На лице ее уже не отражалось ни малейшего беспокойства.

Она быстро, заслышав еще шаги князя, постаралась стереть со своего лица все слезы ужаса за свою судьбу, и оно было теперь ясно, как солнечный весенний день.

Меншиков опустился в кресло и беспокойно задвигался. Уж, чего доброго, не помирился ли с ней царь, не простил ли ее? Но нет, ему известно, что со вчерашней ночи никто не входил к ней в комнату.

«Это гордость ее сатанинская», – подумал он с озлоблением.

– Что тебе нужно, что ты пришел ко мне, даже не дав мне встать и одеться? – сурово спросила она его, чтобы овладеть первой разговором.

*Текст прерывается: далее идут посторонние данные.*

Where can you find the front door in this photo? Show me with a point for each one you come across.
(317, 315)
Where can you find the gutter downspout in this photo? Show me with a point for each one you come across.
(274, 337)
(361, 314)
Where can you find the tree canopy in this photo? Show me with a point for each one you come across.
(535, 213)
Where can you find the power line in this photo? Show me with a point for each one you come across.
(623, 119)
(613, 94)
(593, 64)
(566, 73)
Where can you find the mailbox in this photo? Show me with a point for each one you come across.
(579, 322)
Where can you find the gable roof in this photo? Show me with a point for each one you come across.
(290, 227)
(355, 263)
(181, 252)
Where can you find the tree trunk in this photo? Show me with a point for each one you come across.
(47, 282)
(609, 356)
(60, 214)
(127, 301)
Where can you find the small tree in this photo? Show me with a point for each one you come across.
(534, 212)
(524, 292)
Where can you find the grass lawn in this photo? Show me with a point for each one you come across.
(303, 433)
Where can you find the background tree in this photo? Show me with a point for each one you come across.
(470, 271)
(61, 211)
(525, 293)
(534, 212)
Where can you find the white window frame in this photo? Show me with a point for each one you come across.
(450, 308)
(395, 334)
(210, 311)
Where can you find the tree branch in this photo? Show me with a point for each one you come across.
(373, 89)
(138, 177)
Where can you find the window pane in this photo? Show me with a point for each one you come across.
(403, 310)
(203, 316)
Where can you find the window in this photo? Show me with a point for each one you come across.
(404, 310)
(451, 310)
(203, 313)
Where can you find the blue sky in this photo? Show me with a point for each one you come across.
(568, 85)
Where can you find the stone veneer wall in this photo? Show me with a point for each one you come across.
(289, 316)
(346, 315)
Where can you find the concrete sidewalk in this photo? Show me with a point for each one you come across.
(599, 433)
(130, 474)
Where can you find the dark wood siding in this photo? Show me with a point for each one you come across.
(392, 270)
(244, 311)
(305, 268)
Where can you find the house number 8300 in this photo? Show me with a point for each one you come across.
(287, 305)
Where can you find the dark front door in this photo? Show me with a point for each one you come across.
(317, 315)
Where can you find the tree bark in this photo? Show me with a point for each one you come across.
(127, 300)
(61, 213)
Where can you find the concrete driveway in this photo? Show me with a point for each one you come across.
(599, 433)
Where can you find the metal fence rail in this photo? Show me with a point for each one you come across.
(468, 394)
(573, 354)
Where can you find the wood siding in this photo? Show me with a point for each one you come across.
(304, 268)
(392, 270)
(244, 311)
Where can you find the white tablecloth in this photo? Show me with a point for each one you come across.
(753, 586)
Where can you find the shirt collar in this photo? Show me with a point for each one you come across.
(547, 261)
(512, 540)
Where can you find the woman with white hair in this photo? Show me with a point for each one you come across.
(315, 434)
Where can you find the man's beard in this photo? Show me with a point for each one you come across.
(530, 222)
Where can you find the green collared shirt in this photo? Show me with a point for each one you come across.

– Ведомо ли тебе, что царь приказал предать тебя на суд? – спросил ее Меншиков.

Она нагло улыбнулась.

– Добился-таки своего, Данилыч, – сказала она.

– Добился-таки, Даниловна, добился! – ответил он ей в тон.

Она облокотилась на подушки и посмотрела на него прямо в упор.

– Подло это с твоей стороны, – заговорила она тихо, – подло и низко. Ты добивался моей любви, ты, старый, изживший человек, ежели бы я согласилась на твои предложения, ты бы покрыл меня. Но вот я отказала тебе, и ты теперь мстишь мне, одинокой, покинутой женщине. Стыдно и гнусно сие, Данилыч!

Он покачал головой.

– Не кори меня зря, Даниловна! Не столь моя вина тут, сколь вины других.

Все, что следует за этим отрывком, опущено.